Enfin, il convient de prendre en considération les besoins du créancier, qui fait l’objet d’une liquidation judiciaire.
Au regard de ces éléments, il convient de débouter l’EARL, [Z] de sa demande de délais.
Sur les demandes accessoires
1) Sur les dépens
Aux termes de l’article 696 du code de procédure civile, la partie perdante est condamnée aux dépens, à moins que le juge, par décision motivée, n’en mette la totalité ou une fraction à la charge d’une autre partie.
L’E.A.R.L, [Z], partie succombante, sera condamnée aux dépens.
2) Sur les frais irrépétibles
Aux termes de l’article 700 du code de procédure civile, le juge condamne la partie tenue aux dépens ou qui perd son procès à payer à l’autre partie la somme qu’il détermine, au titre des frais exposés et non compris dans les dépens. Dans tous les cas, le juge tient compte de l’équité ou de la situation économique de la partie condamnée. Il peut, même d’office, pour des raisons tirées des mêmes considérations, dire qu’il n’y a pas lieu à ces condamnations.
En l’espèce, l’équité impose que la S.C.A AVEAL ne supporte pas la charge des frais irrépétibles au sens de l’article 700 du code de procédure civile alors que l’inertie de l’E.A.R.L, [Z] à s’acquitter de sa dette a rendu nécessaire un recours en justice aux fins de paiement.
A ce titre, l’E.A.R.L, [Z] sera condamnée à verser à la S.C.A AVEAL la somme de 1.500 euros.
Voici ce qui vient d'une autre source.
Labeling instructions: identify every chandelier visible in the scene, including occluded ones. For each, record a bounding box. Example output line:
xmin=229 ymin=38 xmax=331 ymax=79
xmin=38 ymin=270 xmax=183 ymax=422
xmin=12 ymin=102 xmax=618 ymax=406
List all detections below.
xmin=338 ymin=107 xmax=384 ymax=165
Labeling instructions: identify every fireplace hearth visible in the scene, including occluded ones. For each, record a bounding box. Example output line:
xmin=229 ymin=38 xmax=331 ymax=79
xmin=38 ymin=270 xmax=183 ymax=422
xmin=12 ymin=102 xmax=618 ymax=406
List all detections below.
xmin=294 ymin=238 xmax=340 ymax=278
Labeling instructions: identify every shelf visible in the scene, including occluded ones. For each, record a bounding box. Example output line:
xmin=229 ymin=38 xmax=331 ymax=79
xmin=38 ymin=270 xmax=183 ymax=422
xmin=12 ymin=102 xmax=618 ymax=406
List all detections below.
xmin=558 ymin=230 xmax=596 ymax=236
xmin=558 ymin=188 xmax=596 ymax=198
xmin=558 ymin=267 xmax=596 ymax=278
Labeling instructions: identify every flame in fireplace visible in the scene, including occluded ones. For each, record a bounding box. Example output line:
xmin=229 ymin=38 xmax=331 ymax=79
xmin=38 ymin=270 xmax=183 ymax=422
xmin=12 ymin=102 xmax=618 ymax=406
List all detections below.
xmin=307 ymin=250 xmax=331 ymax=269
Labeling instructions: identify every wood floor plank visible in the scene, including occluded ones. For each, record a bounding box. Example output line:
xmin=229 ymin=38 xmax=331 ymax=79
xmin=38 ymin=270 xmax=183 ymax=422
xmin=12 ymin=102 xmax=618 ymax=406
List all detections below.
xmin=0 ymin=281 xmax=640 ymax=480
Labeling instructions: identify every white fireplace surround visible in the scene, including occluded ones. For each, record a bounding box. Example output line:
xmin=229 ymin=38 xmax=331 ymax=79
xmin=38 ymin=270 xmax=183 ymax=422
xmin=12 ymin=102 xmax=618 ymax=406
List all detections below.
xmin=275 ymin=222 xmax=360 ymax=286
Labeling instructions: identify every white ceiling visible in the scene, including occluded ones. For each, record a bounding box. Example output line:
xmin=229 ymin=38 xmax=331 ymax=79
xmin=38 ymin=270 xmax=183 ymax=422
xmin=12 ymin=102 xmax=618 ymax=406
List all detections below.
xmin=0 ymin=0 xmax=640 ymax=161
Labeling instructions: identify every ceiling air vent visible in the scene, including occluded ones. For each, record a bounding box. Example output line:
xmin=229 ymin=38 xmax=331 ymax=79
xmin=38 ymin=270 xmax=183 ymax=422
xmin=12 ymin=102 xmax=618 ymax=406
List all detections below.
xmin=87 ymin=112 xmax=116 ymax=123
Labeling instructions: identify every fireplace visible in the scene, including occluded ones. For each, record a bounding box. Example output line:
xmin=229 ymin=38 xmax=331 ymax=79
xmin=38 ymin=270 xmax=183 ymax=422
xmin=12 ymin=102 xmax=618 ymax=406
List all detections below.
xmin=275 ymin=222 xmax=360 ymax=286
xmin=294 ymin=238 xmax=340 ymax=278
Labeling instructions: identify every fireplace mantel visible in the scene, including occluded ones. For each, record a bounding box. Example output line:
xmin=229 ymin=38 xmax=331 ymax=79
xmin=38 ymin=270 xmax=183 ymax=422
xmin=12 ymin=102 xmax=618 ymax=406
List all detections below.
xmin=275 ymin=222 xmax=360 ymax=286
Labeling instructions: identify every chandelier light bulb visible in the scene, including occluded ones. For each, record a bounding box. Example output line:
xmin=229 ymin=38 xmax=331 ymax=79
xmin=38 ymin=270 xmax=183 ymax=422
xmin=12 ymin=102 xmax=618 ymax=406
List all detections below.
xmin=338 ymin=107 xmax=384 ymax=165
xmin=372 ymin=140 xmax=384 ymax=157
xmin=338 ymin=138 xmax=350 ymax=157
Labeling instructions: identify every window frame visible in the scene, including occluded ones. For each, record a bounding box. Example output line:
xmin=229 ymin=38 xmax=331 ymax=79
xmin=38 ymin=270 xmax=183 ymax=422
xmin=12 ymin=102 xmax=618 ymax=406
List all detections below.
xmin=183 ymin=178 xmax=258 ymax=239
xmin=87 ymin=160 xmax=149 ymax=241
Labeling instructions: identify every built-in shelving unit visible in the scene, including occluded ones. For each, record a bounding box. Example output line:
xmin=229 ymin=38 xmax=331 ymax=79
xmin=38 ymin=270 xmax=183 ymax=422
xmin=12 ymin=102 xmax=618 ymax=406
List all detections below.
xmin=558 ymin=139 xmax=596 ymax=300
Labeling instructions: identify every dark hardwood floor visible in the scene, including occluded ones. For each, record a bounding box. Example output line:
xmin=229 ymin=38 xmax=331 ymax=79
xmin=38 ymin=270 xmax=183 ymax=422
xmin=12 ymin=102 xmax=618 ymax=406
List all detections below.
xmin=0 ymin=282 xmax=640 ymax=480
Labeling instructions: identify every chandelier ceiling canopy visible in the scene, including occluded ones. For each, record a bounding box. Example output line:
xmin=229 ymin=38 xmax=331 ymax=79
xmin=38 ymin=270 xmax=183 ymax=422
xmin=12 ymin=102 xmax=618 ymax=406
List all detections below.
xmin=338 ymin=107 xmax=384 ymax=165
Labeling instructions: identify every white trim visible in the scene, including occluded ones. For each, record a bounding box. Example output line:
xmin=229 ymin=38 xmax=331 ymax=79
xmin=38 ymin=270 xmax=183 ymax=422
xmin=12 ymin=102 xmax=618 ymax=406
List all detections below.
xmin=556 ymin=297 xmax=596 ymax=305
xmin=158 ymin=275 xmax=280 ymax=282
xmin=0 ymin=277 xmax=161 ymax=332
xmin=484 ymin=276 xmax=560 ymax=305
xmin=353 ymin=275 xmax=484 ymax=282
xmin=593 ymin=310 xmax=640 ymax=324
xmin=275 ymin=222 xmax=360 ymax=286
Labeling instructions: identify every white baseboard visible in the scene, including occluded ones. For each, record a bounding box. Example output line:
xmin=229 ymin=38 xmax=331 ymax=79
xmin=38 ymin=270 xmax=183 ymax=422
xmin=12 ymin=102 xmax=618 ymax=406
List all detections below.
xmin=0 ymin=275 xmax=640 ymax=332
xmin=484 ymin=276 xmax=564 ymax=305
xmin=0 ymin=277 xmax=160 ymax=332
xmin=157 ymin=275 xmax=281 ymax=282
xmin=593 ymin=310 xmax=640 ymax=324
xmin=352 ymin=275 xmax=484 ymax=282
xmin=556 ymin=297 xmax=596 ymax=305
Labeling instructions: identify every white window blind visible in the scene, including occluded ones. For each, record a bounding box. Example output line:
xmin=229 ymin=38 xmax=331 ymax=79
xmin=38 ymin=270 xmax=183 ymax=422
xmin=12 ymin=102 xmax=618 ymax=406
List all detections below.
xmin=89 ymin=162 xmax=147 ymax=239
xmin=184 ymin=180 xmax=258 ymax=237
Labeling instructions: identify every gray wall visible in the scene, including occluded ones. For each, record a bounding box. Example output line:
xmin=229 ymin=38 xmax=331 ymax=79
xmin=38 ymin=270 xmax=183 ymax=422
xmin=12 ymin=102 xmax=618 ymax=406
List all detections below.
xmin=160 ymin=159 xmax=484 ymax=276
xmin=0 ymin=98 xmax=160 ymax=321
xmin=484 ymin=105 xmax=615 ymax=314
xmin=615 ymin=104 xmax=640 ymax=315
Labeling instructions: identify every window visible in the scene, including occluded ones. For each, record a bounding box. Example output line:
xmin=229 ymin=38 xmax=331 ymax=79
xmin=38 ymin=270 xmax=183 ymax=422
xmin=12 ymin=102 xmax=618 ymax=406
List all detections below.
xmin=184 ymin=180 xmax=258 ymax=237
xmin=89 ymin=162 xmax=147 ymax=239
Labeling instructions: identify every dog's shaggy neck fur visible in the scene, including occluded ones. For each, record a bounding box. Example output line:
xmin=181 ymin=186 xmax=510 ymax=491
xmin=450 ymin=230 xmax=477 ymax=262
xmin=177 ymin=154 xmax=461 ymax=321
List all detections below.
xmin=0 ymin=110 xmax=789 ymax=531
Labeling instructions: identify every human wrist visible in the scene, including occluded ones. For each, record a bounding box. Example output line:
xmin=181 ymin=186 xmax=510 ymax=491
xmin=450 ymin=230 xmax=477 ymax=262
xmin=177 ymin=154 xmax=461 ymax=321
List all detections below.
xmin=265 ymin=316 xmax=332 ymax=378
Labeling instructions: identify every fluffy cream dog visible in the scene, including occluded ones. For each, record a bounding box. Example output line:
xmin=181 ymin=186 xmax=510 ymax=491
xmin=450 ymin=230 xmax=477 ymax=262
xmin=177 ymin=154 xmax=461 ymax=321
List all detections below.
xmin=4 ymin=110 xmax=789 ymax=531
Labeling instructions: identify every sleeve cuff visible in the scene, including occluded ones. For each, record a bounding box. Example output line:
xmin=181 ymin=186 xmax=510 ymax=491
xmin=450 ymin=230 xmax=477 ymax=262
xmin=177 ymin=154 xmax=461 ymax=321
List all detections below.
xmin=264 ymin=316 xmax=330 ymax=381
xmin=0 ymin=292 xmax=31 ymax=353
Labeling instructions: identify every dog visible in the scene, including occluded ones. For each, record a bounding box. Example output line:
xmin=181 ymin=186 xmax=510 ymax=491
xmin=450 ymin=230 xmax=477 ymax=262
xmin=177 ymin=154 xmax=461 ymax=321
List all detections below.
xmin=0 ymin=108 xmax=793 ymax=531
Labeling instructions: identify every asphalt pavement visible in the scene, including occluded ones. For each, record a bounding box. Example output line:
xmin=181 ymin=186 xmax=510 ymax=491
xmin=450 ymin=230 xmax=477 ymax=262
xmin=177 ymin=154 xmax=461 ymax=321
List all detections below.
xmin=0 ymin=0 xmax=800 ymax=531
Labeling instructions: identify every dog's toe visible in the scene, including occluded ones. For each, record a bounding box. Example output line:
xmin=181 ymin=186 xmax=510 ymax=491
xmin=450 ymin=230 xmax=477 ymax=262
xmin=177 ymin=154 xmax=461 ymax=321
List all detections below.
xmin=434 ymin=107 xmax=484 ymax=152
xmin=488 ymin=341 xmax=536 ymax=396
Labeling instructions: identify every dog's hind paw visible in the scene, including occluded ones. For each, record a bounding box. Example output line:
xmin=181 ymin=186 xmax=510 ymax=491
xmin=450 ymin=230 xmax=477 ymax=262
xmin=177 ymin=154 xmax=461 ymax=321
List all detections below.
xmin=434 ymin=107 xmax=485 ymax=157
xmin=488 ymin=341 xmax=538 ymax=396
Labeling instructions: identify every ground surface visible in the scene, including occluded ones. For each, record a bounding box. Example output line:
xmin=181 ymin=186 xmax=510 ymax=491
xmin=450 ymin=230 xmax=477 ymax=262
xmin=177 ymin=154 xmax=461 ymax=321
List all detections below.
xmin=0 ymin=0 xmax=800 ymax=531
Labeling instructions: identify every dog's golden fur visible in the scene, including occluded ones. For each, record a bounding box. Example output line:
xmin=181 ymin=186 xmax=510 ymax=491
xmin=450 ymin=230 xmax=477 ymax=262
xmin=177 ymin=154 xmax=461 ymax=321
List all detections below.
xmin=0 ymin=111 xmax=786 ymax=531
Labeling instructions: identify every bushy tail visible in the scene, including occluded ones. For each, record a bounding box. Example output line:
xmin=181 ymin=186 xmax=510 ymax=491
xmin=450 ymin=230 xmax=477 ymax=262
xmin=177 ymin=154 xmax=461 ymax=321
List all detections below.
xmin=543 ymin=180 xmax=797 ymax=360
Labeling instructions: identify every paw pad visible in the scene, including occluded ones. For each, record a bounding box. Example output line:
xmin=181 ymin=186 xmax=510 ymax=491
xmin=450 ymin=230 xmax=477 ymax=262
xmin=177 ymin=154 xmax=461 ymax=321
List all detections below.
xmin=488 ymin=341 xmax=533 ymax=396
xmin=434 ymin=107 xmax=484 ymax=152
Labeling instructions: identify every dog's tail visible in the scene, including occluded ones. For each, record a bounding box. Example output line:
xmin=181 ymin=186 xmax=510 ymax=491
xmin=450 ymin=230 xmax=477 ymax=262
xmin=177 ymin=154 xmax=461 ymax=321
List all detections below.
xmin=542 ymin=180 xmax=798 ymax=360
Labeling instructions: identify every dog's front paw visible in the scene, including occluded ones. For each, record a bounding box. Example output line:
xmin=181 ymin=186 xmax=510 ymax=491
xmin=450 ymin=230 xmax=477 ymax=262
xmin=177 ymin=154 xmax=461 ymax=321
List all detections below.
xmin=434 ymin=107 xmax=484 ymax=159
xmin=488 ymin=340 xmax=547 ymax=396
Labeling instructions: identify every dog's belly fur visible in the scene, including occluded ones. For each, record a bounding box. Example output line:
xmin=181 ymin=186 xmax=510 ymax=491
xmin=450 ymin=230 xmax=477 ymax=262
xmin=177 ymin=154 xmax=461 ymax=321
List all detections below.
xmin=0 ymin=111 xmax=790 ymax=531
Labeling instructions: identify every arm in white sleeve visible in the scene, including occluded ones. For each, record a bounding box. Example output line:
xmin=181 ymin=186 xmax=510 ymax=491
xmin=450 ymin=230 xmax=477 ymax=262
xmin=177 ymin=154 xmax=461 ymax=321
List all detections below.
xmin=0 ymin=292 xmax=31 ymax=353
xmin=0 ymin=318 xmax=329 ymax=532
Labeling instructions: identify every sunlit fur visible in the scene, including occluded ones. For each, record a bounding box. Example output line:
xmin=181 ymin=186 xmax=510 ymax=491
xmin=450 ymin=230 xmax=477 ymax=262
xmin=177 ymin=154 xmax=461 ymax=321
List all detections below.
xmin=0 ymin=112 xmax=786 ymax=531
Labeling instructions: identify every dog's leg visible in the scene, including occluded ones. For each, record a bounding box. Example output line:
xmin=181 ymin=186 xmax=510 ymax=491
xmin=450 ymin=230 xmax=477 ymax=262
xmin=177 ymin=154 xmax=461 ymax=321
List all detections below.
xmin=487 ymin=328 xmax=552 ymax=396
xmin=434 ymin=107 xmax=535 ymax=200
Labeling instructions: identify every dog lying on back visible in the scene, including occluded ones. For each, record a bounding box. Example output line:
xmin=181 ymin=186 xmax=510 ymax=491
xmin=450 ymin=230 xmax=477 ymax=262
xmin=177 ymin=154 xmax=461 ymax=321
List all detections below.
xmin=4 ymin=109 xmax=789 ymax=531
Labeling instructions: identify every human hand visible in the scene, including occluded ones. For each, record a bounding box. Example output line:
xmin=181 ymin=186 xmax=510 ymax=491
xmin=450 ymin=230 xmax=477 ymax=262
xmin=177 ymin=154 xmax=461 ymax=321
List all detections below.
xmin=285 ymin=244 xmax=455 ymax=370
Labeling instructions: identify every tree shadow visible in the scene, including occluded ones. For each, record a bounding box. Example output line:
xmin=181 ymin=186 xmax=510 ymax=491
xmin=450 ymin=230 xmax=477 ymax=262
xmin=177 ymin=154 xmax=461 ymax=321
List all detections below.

3) Sur l’exécution provisoire
Aux termes de l’article 514 du code de procédure civile, les décisions de première instance sont de droit, exécutoires à titre provisoire à moins que la loi ou la décision rendue n’en dispose autrement.
En l’espèce, il sera rappelé que la présente décision est exécutoire de plein droit par provision.
PAR CES MOTIFS
Le tribunal, statuant publiquement, par jugement contradictoire et en premier ressort, mis à disposition au greffe,
CONDAMNE l’E.A.R.L, [Z] à payer à la S.C.A AVEAL la somme de 18 886,36 euros avec intérêts au taux légal à compter du présent jugement, au titre des factures émises entre le 28 février 2019 et le 31 mars 2022 ;
DÉBOUTE la S.C.A AVEAL du surplus de sa demande en paiement ;
DÉBOUTE l’E.A.R.L, [Z] de sa demande de délais de paiement ;
CONDAMNE l’E.A.R.L, [Z] à payer à la S.C.A AVEAL la somme de 1500 euros au titre de l’article 700 du code de procédure civile. ;
CONDAMNE l’E.A.R.L, [Z] aux dépens de l’instance ;
RAPPELLE que la présente décision est exécutoire de plein droit par provision.
En foi de quoi, la présidente a signé ainsi que la greffière.